CHF Unleashes Green Gorilla
By Staff -- Home & Textiles Today, 2/12/2008 12:00:00 AM
At the New York Market —
CHF Industries this week unveiled a new organic bedding line for kids and teens called Green Gorilla.
Vice president Joan Karron pointed to market data supporting the launch: retail sales of organic cotton products up 85% in 2007; and a survey in which two-thirds of Americans said they are willing to spend more for environmentally friendly products.
"Parents will give their children the very best," she added. "We believe there's a groundswell developing, and it starts with the kids."
Cotton used is 100% organic, certified by SKAL, and created with low-impact dyestuffs, she said. Designs feature animals, butterflies, sports, florals and '50s graphic themes.
Eco-friendly packaging has a smaller carbon footprint, and the insert is made from recycled materials.
The program targets mass and specialty stores.
"This has two big departures: offering all-cotton for kids and doing organic in patterns that will sell," said Karron.
In adult bedding, Dance Party is the new design direction CHF is backing, featuring "exuberant and outrageous floral designs," she said.
With a large section of the CHF showroom now devoted to design studio space as well as proprietary sectors for individual clients, CHF is showing three Dance Party beds to underscore where it sees trend heading.
"This is not a revival of anything," said Karron. "It's a whole new statement."
The florals are dramatic and colorful, ranging in tone from young to traditional. CHF is pairing it with coordinated velvet coverlets as well as animal skin printed sheets. Constructions are sateen, silk and poly.
"This collection is like a mannequin. We're using it to demonstrate a conviction about a point of view," she said.

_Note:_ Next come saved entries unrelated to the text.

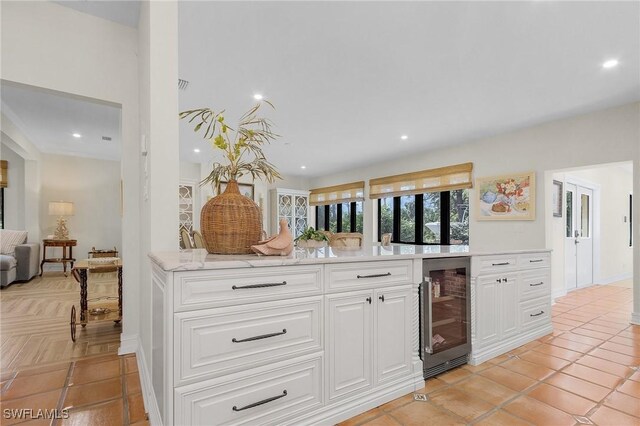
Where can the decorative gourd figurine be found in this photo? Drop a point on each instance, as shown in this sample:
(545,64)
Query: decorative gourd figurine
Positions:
(277,245)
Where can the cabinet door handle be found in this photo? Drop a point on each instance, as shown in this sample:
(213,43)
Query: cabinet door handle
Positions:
(263,336)
(240,287)
(374,275)
(264,401)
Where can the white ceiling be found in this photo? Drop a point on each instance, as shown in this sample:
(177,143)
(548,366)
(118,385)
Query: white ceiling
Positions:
(123,12)
(49,120)
(348,78)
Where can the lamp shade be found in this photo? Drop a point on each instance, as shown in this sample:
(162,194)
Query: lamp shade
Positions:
(60,208)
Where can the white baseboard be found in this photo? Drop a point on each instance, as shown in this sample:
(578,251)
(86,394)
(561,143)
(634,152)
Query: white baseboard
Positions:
(613,279)
(128,344)
(148,395)
(557,294)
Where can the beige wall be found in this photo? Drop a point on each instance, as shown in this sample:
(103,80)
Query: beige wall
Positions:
(572,142)
(14,200)
(94,188)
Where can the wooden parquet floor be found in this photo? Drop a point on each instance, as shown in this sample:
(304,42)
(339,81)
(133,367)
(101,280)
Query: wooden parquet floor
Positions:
(35,316)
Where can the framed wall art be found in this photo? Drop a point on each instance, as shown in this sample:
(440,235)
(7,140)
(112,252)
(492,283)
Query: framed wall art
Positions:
(507,197)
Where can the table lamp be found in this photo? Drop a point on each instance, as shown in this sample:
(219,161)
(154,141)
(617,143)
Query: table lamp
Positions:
(61,209)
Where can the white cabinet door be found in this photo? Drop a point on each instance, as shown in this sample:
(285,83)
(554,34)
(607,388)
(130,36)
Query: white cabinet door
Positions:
(349,329)
(392,335)
(509,306)
(488,309)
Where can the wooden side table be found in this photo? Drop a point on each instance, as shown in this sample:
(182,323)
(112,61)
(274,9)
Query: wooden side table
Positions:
(66,258)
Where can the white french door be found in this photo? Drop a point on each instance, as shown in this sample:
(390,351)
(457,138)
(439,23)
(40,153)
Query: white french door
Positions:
(578,236)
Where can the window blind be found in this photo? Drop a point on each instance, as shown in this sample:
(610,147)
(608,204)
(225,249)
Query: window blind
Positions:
(346,193)
(441,179)
(4,166)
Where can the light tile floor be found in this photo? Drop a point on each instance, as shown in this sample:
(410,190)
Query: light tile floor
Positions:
(585,372)
(103,390)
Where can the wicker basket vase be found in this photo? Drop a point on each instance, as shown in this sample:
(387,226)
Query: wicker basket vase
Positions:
(230,223)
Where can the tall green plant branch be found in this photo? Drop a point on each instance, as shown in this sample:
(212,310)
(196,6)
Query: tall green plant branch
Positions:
(252,133)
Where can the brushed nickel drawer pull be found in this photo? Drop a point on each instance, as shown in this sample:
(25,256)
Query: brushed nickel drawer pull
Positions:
(236,287)
(263,336)
(264,401)
(374,275)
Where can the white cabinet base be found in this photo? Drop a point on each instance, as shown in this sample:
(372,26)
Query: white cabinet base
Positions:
(351,407)
(482,355)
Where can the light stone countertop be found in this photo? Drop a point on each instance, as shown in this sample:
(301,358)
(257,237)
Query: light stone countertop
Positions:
(188,260)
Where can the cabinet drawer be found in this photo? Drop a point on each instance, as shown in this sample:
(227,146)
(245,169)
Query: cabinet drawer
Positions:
(533,284)
(493,264)
(266,395)
(207,289)
(535,313)
(220,341)
(534,260)
(352,276)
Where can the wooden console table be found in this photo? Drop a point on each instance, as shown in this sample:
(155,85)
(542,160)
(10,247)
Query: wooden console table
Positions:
(66,258)
(80,274)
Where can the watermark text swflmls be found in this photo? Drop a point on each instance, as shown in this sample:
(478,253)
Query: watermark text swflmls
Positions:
(35,413)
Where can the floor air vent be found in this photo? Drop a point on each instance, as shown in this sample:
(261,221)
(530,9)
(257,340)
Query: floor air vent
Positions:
(434,371)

In bath, CHF has merged its resources so it's using its fancy towel and accessories businesses to support one another. The emphasis is on showing coordinating concepts that would work well on endcaps in key design trends: southwest, animal, global, soft modern and traditional.
"We feel that endcap, textiles-driven fashion is the way to go with this," said Karron.
In window, the focus rests on innovative silhouettes, according to John Witkowski, executive vp. On the formal end (often under the Peri brand), faux silks, silks and velvets are strong, as are engineered looks and earth tones.
The company is also seeing a lot of traction in energy-efficient products: lined, inter-lined and black-out. "If you're paying electric bills and gas bills you know that's a big part of everybody's costs these days," he said.